People will be liable for mortage debts they have incurred even if they walk away from the property or sell it for less than the outstanding mortgage. Owning a home that's worth less than you owe is called being in negative equity, and it will happen to a lot of people very quickly. It's another aspect of a housing market decline that removes liquidity and adds to the vicious circle. Job losses don't help either, and I agree that there will be plenty of those once the US consumers stop spending.

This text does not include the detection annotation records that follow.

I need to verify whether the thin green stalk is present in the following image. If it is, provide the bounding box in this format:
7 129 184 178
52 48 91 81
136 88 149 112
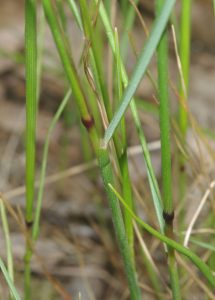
24 0 37 300
108 184 215 287
0 258 21 300
25 0 37 223
179 0 192 230
98 147 142 300
32 89 72 242
115 29 135 270
41 0 99 156
79 0 122 158
94 0 166 244
57 0 66 32
0 199 14 282
39 7 141 300
155 0 181 300
37 5 46 108
120 0 139 63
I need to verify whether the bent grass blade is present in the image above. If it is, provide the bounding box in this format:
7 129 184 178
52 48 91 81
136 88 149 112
109 184 215 287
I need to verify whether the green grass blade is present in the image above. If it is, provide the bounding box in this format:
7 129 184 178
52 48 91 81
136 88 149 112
0 199 14 282
24 0 37 300
109 184 215 287
0 258 21 300
115 28 135 269
37 5 46 108
67 0 84 33
121 0 139 62
32 89 72 241
98 148 142 300
79 0 122 158
105 0 176 143
25 0 37 223
135 98 159 116
94 0 167 243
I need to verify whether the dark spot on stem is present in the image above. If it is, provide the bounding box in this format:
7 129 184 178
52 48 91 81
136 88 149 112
163 210 174 224
81 116 95 130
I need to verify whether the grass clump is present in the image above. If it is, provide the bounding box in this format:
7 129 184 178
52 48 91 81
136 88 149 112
0 0 215 300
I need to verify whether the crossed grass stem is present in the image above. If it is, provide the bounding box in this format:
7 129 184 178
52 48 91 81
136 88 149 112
20 0 215 299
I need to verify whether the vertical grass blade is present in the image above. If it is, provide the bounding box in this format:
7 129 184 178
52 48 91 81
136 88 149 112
24 0 37 300
98 148 142 300
37 5 46 107
109 184 215 287
0 199 14 282
79 0 122 158
41 0 99 156
94 0 167 241
32 90 72 241
121 0 139 62
25 0 37 222
103 0 176 143
179 0 192 230
0 258 21 300
115 28 135 270
155 0 181 300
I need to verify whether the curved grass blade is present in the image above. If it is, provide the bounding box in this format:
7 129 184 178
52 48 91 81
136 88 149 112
32 89 72 241
0 258 21 300
94 0 167 241
0 198 14 282
109 184 215 287
105 0 176 143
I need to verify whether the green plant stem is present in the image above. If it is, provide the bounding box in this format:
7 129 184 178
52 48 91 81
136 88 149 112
109 184 215 287
0 258 21 300
98 148 142 300
79 0 122 159
25 0 37 222
32 89 71 242
115 29 135 270
155 0 181 300
24 0 37 300
94 0 167 244
37 5 46 108
0 199 14 282
39 7 141 300
133 201 163 300
42 0 99 156
120 0 139 63
179 0 192 230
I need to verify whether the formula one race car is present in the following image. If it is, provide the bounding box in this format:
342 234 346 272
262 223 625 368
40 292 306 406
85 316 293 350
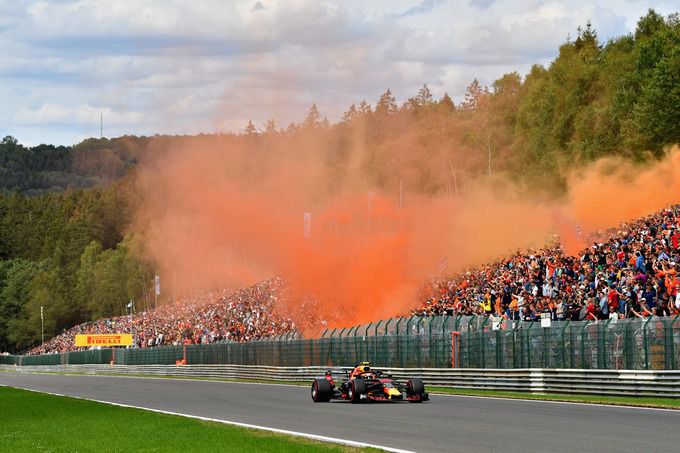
312 362 430 403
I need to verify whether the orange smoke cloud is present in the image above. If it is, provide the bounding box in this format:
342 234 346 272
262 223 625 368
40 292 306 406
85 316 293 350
134 126 680 327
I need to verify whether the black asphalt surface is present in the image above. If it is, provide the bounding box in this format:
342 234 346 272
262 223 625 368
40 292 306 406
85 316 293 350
0 372 680 453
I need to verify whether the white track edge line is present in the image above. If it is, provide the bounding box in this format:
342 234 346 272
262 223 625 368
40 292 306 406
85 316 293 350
0 381 415 453
431 393 680 413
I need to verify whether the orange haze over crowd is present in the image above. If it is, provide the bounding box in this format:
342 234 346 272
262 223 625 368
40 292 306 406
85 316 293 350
133 133 680 327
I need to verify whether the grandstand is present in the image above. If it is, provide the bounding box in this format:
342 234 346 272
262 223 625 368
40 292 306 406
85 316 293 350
30 206 680 367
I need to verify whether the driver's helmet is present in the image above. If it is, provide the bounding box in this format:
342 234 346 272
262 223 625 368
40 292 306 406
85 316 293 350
352 362 374 377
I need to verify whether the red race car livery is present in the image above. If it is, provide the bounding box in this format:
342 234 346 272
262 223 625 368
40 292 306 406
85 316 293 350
312 362 430 403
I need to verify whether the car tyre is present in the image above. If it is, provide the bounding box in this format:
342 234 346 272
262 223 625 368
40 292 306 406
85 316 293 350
349 379 366 404
311 379 333 403
406 379 425 403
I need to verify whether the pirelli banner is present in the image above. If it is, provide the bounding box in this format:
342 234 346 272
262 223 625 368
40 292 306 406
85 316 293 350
76 333 132 347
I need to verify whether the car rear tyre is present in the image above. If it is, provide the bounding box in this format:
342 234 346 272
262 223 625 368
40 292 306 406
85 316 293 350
312 379 333 403
349 379 366 404
406 379 425 403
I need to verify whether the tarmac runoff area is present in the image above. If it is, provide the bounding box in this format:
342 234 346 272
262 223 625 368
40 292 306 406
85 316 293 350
0 372 680 453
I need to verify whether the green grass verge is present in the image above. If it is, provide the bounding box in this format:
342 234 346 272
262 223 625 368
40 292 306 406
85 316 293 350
0 387 379 453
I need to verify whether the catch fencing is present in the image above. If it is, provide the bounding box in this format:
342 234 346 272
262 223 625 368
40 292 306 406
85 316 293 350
0 316 680 370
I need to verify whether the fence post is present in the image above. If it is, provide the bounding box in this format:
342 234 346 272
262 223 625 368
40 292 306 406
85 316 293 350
665 315 680 370
581 321 588 369
597 319 611 369
451 330 460 368
642 316 653 370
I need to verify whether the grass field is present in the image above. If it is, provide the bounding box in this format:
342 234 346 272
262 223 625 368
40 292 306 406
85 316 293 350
0 387 378 453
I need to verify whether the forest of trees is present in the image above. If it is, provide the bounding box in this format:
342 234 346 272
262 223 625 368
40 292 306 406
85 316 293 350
0 10 680 352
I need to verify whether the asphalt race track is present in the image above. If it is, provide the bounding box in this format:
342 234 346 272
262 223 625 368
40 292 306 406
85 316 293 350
0 372 680 453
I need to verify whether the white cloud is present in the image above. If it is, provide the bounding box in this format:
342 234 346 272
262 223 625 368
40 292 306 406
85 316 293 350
14 103 144 126
0 0 673 143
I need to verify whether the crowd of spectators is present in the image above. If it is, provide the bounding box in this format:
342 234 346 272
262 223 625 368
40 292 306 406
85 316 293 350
29 278 295 354
413 206 680 321
29 205 680 354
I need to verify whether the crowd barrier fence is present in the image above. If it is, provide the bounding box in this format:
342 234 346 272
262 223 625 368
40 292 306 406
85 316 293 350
0 316 680 370
0 365 680 398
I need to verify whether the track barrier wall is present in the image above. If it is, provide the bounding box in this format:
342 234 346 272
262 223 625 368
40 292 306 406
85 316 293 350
0 316 680 370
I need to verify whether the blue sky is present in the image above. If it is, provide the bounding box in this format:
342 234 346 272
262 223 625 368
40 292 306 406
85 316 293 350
0 0 680 145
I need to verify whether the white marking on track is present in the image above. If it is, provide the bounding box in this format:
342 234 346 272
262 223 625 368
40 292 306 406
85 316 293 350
430 393 680 413
0 384 415 453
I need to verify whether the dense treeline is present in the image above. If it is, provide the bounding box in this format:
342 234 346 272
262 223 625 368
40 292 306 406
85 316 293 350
0 132 147 195
0 183 151 351
0 10 680 351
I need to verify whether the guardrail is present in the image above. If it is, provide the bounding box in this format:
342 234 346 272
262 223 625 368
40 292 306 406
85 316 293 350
0 365 680 398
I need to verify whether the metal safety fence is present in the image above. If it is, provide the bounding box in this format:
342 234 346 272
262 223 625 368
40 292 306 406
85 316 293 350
0 316 680 370
455 316 680 370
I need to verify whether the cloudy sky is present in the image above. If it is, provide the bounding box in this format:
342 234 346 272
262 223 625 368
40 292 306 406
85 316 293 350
0 0 679 145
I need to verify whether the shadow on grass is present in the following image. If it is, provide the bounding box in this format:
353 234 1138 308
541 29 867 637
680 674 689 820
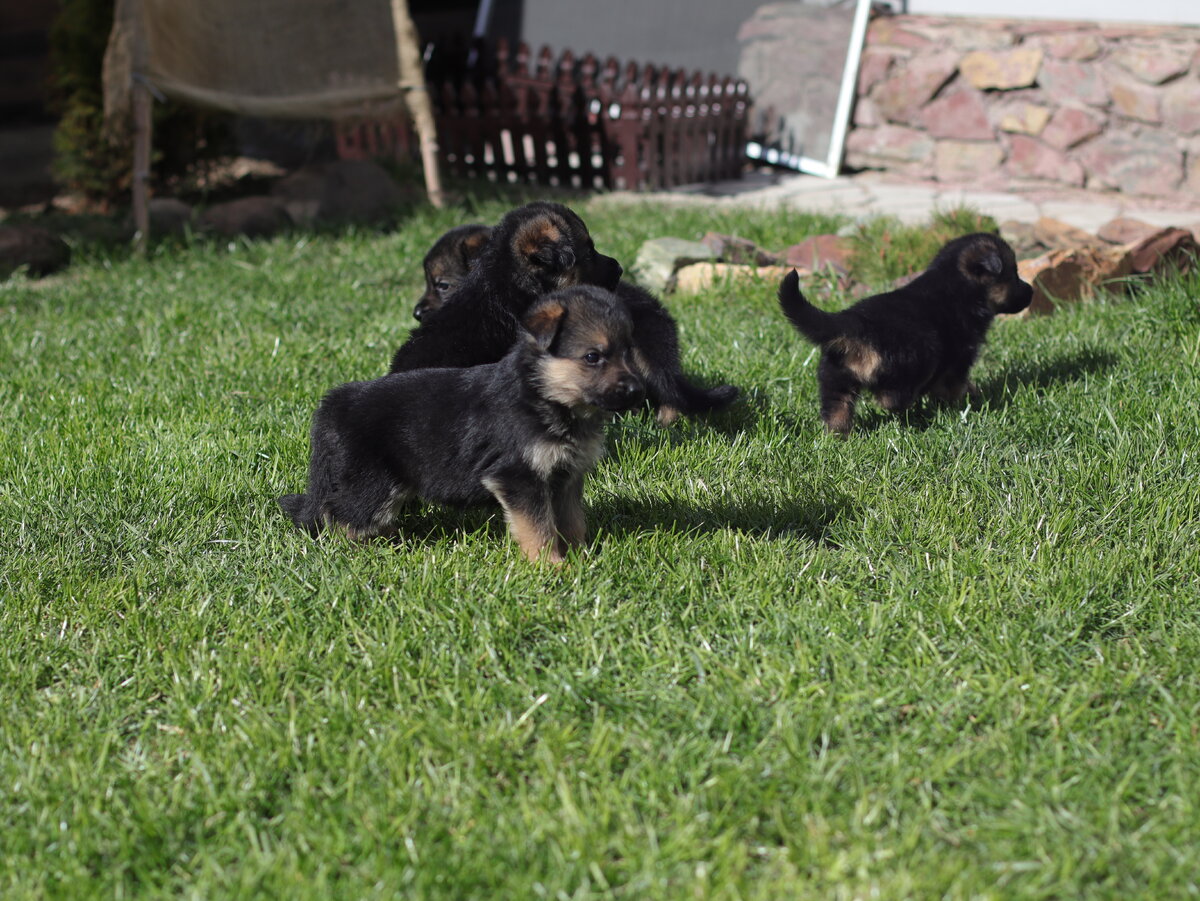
835 347 1117 434
979 347 1117 408
338 495 854 548
588 495 854 547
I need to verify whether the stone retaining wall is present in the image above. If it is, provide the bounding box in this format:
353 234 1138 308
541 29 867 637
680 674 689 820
846 16 1200 200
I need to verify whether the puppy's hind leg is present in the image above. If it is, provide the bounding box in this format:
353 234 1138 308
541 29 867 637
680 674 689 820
929 371 979 407
817 356 862 438
552 473 588 547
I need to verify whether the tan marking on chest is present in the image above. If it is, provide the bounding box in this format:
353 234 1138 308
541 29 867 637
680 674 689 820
829 338 883 383
522 432 604 479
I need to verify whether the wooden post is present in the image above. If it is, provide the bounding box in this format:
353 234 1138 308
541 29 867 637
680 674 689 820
391 0 445 209
131 79 154 256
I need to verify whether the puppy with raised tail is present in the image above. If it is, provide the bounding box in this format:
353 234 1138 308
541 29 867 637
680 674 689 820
280 286 644 563
779 233 1033 436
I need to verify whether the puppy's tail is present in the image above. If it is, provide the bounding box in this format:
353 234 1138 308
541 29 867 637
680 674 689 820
280 494 319 535
779 269 841 344
672 374 739 416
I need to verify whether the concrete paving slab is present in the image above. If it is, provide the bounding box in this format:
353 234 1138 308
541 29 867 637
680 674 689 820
610 172 1200 232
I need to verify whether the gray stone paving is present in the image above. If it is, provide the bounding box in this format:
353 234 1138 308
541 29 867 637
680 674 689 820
608 173 1200 232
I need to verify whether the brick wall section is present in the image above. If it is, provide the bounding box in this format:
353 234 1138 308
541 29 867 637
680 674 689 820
846 16 1200 200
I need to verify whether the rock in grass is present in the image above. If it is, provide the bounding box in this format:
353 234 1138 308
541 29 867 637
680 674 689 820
0 224 71 278
631 238 716 294
149 197 196 238
700 232 780 266
200 197 292 238
674 263 796 294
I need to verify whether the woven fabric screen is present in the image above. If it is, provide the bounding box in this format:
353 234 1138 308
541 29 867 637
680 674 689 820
104 0 415 128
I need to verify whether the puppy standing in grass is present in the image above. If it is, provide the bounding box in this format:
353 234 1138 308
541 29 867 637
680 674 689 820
391 203 622 372
408 218 738 425
413 224 492 322
779 233 1033 436
280 287 643 563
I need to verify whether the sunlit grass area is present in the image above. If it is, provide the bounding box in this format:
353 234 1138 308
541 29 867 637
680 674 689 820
0 199 1200 899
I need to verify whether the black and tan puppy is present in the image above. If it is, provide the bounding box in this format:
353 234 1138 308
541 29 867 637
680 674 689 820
413 224 492 322
280 286 643 561
408 226 738 425
779 233 1033 436
391 203 622 372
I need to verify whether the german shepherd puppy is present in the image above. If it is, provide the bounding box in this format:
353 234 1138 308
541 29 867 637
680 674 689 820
413 224 492 322
779 233 1033 436
280 286 643 563
408 226 738 425
391 203 622 372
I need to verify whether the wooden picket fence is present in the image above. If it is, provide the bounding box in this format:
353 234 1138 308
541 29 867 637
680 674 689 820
336 40 750 190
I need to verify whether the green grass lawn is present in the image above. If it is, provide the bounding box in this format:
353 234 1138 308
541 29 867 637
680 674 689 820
0 194 1200 899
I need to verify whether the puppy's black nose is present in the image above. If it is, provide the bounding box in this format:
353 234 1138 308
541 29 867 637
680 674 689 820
617 376 646 406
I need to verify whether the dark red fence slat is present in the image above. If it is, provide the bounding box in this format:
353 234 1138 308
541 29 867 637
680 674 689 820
335 40 750 190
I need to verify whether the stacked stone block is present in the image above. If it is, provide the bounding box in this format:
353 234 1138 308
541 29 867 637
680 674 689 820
846 16 1200 199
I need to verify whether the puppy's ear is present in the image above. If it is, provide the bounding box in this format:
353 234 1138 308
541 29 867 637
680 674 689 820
524 300 566 350
462 228 492 260
961 244 1004 281
514 216 575 272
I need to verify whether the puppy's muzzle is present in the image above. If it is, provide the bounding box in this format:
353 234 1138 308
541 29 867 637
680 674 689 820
596 372 646 413
998 282 1033 313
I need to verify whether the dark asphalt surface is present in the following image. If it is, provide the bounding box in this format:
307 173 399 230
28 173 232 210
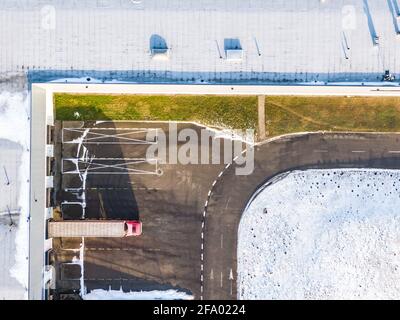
203 133 400 300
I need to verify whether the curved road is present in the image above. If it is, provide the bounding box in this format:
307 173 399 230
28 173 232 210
201 133 400 299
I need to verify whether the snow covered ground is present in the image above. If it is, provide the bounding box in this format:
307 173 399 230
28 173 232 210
238 169 400 299
0 92 30 299
83 289 193 300
0 0 400 83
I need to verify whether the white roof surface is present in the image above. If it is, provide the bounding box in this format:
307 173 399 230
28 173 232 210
0 0 400 82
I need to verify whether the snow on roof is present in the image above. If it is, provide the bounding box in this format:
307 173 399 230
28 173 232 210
0 0 400 82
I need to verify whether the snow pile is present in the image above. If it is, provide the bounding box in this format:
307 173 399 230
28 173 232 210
238 169 400 299
83 289 193 300
0 92 30 298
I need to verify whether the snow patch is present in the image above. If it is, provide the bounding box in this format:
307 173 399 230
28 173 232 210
0 92 30 298
238 169 400 299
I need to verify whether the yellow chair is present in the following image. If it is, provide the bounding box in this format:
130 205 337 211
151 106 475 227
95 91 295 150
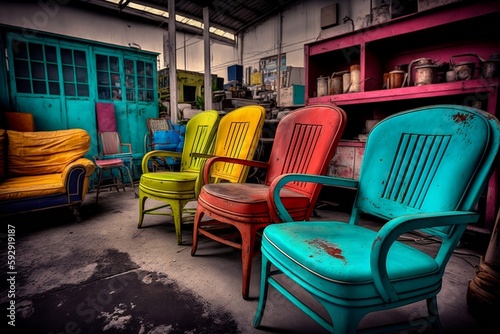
138 106 265 245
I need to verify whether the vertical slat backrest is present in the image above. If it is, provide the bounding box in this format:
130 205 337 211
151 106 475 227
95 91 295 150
210 105 266 182
353 105 499 234
180 110 219 173
265 105 347 198
99 132 122 155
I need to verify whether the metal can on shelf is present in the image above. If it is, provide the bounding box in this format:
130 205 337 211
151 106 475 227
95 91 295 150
349 65 361 93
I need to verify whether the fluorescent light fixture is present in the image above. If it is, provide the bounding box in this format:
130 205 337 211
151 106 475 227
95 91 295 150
104 0 235 41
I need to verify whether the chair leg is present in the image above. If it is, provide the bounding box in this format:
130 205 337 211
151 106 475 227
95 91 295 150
426 296 443 333
120 165 137 197
169 201 182 245
253 254 271 328
191 207 205 256
95 168 102 203
137 190 148 228
240 227 255 300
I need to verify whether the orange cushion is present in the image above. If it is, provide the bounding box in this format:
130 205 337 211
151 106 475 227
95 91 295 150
0 173 66 201
7 129 90 177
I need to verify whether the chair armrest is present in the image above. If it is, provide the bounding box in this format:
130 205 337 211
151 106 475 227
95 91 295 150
61 158 96 203
141 150 182 173
120 143 132 153
202 153 268 184
268 173 358 222
370 211 479 302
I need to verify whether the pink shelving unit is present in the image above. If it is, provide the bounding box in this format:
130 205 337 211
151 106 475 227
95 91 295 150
304 0 500 233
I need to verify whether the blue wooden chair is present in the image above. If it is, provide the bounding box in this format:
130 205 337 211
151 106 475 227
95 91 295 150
254 105 500 334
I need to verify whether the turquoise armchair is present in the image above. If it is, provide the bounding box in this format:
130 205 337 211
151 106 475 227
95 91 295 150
254 105 500 334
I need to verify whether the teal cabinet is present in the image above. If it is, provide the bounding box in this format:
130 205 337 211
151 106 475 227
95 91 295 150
2 32 158 183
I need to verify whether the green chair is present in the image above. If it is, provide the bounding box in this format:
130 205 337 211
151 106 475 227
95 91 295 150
138 106 266 245
254 105 500 334
138 110 219 244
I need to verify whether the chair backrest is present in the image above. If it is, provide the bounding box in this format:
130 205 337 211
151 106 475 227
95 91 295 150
180 110 220 173
210 105 266 183
144 117 181 152
98 131 123 155
350 105 500 238
95 102 117 132
264 105 347 217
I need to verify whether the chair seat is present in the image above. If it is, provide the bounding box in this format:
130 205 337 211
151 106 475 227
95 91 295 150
95 159 123 168
262 222 441 305
139 171 198 198
198 183 310 223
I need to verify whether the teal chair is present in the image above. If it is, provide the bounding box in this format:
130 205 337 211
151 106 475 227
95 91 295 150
254 105 500 334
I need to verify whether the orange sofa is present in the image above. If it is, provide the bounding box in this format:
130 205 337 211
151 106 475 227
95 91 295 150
0 129 95 221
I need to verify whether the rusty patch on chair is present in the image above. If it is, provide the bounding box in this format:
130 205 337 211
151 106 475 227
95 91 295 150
453 113 471 123
308 239 345 262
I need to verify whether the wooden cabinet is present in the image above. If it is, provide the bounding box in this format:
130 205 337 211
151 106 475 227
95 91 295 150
304 1 500 232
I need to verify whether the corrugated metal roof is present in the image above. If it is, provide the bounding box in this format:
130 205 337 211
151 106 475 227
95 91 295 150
71 0 301 43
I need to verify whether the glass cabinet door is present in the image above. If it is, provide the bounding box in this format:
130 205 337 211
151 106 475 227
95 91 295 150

I ususally suggest to friends of mine who are thinking of purchasing a house to rent instead. To anyone with a significant mortgage, I would usually suggest that they sell and rent, or sell and buy something smaller that they can afford outright. If the case of a lifeboat property, I would probably suggest taking in extra people to help pay the mortgage off rather than selling the proerty, as a lot of work may have gone into preparing for self-sufficiency. A communal existence can remove the need for a lot of income as there is a larger pool of talent on tap that doesn't need to be paid. The more you and your group can do for yourselves, the less you will need to earn in order to sustain yourselves. The older you are, the more it makes sense to take in younger people to do the physical work. This is how people live in the third world where there are no pensions or other external supports, and it makes for a resilient system.
I agreee that people should rent instead and in our situation we are trying to reduce debt, including the mortgage as fast as possible. People are just not ready to hear it.
I know we will all be liable for our debts, but will the government bail out the lenders to keep the banks from going under?
We have a large family with the sons all having building skills with one working as a carpenter. When the crunch comes they are all aware that some sort of old fashoned joint family living arrangement might be necessary. The bright thing too is that this will give us a good core to build larger community action. Dufferin County ON is an exburb of the GTA and so I expect a major reduction in the local population in the early part of the crisis. We are resource poor here and less than ideal farming country so I would expect in my grand kids lifetime a sustainable population of no more than 10,000. There are about 55,000 here now. If we can get solidly organized we might see more but I believe we will need to weather turmoil first. It is personally encouraging that the friends and family we can talk to about this all see the need for the cooperative local approach.